Another way the brewery serendipitously increased its brand awareness was a phone call from the Boston Celtics on the NBA. A long-term partnership was formed and Pride and Parquet, a hoppy Lager, is the official craft beer of the team.

“It’s pretty amazing. We didn’t believe for a second that it was something that was actually going to happen,” Eric said. The Hendlers are from the New York area, but Eric said the franchise has “been amazing to work with.

“They’ve welcomed us in and they’ve converted us.”

 Sam laughed and said they never would have had the guts to think Jack’s Abby could get a deal done with the Celtics.

“They talked to us and they were super flexible in figuring out something that would work for us,” he said. “Obviously, we don’t have the dollars that some of their other sponsors have. But we were able to figure something out that worked for both parties. We were shocked. Probably more surprised than anybody that that was a possibility.

“It’s been seriously a wonderful organization to work with. They’re professional, and they really care about the success of their partners. And it’s been a lot of fun to work with them.”
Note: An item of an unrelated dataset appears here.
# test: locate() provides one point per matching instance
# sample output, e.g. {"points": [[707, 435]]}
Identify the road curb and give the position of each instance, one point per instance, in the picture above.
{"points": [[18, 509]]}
How much does Jack’s Abby want to grow?

“That’s a good question,” Jack said. “We’re in a really funny size. Being in that 40-50,000 barrel range, it seems like a lot when you’re brewing 2,000 barrels of beer. But basically, the same challenges for a 5-10,000 barrel brewery are the challenges that we see.

“We’re not big enough to really get into the marketing fights, the discounting battles … all the things that happen on the big scale. But we’re big enough that we have a lot of infrastructure, we have a lot of overhead, and being able to be efficient and produce enough beer that it makes sense to keep an operation like this. We originally designed this brewery to do about 125,000 barrels of beer, our brand does around 40,000 barrels of beer. So there is a big window of overhead that we can capture.”